Das scheinbare Eremitentum, das keines war, hat doch Claus Zehntausende von Briefen mit Philosophen, Künstlern, Interessenten an seiner Arbeit in aller Welt gewechselt. Wie er auf seine Umgebung wirkte, beschrieb der Künstler so: Er werde "in Annaberg allgemein eingeschätzt …: als armseliger, arbeitsscheuer Kaufmannsgehilfe, als Niete, als Versager rundum: kein Geld, keine Frau, kein Diplom, nicht mal einen Bauch."

Mit diesen Äußerlichkeiten hält sich Hans Brinkmann in seinen Texten nicht auf, nutzt sie höchstens einmal als Randglossen zu einem durch und durch vergeistigten, schöpferischen Leben, in dem Carlfriedrich Claus ein Denkgebäude errichtete, dessen Inhalt das Denken und damit die Sprache, in der sich Denken artikuliert, selbst
waren.

"Ich habe Ende der 1970er-Jahre zum ersten Mal Arbeiten von Carlfriedrich Claus gesehen", sagt der 1956 in Freiberg geborene Hans Brinkmann, "und mir hat gleich eingeleuchtet, dass das Denkbilder sind. Das Denken verläuft nicht linear, breitet sich strahlenförmig aus." Er habe dann immer wieder grafische Blätter von Claus angeschaut, später in einem Buch des französischen Philosophen Gilles Deleuze über Rhizome gelesen, eine Art unterirdisches Wurzelgeflecht, und mit Claus erkannt: "So funktioniert Denken, wie ein Pilzgeflecht, es wuchert in alle Richtungen. Und es kommt trotzdem etwas dabei heraus. Das hat mir immer gefallen."

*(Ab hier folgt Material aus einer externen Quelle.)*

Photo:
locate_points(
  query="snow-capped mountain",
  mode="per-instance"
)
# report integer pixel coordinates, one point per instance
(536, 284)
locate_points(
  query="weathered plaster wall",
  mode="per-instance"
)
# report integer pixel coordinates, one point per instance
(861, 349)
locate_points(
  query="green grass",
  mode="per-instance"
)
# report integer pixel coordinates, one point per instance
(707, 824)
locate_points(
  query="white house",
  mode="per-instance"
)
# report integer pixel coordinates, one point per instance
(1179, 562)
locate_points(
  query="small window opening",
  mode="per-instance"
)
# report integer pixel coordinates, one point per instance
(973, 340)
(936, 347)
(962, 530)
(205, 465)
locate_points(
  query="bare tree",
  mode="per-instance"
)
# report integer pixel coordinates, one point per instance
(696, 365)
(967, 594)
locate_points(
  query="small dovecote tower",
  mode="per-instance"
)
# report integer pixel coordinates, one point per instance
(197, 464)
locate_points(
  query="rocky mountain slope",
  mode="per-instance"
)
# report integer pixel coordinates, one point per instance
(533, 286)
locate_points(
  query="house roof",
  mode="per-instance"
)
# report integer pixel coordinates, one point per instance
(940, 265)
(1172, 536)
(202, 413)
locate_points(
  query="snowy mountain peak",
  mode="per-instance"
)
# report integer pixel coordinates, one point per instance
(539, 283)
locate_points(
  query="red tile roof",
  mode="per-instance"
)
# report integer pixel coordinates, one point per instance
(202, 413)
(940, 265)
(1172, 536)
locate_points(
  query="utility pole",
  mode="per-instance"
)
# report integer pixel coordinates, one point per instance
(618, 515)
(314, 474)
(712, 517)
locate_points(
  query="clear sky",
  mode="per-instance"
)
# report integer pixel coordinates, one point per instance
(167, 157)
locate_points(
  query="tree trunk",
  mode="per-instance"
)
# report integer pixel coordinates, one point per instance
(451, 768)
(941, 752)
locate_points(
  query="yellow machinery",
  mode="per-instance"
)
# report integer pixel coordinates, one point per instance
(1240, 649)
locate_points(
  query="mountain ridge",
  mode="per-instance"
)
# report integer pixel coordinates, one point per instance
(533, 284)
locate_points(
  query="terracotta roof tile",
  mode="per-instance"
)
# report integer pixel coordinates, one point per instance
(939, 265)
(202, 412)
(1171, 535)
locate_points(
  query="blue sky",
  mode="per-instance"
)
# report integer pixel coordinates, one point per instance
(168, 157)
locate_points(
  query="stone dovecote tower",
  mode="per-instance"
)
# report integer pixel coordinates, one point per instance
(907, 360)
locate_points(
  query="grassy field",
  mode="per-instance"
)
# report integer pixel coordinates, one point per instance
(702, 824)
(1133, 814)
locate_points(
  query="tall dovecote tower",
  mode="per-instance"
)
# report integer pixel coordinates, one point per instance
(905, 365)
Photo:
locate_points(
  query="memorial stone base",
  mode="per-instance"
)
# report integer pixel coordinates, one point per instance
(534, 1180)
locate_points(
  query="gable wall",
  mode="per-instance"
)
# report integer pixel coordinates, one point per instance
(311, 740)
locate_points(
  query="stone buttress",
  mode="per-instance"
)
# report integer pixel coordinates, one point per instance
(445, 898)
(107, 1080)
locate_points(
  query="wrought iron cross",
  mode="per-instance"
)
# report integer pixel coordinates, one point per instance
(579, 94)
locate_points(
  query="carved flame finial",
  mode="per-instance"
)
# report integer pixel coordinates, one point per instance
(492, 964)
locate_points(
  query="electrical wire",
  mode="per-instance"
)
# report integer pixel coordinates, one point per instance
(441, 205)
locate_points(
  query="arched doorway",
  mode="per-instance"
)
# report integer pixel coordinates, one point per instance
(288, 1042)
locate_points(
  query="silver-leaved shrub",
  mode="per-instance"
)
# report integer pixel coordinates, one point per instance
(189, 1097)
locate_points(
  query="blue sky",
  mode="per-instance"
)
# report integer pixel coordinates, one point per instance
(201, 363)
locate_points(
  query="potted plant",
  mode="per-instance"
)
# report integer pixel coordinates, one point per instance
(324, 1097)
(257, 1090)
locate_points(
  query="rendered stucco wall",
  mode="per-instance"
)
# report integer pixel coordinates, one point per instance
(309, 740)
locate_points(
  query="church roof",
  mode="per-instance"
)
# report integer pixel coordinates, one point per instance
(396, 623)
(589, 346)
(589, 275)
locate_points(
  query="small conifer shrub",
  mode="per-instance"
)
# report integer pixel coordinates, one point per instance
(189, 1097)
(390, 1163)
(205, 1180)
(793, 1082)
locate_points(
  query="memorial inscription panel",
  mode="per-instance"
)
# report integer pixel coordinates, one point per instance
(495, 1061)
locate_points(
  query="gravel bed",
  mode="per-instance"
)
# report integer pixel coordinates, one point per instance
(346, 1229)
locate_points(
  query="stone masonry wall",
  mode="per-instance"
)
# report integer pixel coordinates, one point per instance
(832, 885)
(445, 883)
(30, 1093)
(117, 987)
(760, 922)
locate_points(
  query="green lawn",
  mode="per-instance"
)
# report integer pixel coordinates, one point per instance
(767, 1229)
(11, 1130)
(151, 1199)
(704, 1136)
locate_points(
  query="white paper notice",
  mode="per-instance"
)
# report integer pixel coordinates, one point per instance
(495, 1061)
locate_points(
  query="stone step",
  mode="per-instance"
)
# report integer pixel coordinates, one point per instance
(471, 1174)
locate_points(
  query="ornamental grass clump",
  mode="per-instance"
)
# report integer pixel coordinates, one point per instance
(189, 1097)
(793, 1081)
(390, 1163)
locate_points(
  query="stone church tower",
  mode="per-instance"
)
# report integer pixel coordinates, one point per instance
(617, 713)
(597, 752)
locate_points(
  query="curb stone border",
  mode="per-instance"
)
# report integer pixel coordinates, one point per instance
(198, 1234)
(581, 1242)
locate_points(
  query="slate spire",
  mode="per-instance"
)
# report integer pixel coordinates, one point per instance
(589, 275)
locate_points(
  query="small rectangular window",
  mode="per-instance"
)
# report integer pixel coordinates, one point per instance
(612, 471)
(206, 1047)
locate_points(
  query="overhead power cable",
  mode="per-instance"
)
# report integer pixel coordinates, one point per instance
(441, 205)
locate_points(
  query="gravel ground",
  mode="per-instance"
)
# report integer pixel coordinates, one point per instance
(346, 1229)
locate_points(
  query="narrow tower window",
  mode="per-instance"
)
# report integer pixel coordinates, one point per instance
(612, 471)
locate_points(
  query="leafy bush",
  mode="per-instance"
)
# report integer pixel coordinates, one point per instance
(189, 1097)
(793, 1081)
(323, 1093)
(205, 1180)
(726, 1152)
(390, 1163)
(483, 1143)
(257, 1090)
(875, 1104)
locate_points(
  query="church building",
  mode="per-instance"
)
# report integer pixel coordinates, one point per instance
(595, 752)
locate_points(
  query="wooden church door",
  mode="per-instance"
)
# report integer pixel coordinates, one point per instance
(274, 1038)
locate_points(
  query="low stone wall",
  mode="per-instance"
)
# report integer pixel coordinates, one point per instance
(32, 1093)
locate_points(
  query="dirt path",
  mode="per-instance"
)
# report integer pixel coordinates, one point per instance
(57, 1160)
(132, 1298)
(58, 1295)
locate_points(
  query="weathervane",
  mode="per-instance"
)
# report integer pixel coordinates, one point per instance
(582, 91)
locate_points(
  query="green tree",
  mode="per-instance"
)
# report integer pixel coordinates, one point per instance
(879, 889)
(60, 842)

Darauf spielt auch der Text über die "Unterseite der Geschichte" an, der zudem auf den von Ernst Bloch postulierten "Wärmestrom der Geschichte" verweist. Bloch hatte, wie es der Philosoph Michael Brie kurz beschreibt, "Musik, Kunst, Literatur, die neuen Wissenschaften der Psychologie und Psychoanalyse, die Philosophie, unzählige Phänomene des Alltags und der Technik durchforscht, um ‚Zeugnisse‘ zu finden für den Wärmestrom der Geschichte, für eine Tendenz alles Menschlichen hin zu einer ‚echten‘ Existenz und alles Natürlichen und Sozialen hin zur ‚Heimat‘." Dies sei immer "ein Schreiben gegen allzu viele und fast übermächtige Zeugnisse der Entwicklung hin zu modernster Barbarei, Fremdheit, eisiger Kälte und Lüge." Dieses Denken und Forschen, das bei Carlfriedrich Claus immer "vom Körper, von der Basis" ausgegangen sei und ins Utopische führe, so Hans Brinkmann, macht für ihn die zeitlose Aktualität des Künstlers aus.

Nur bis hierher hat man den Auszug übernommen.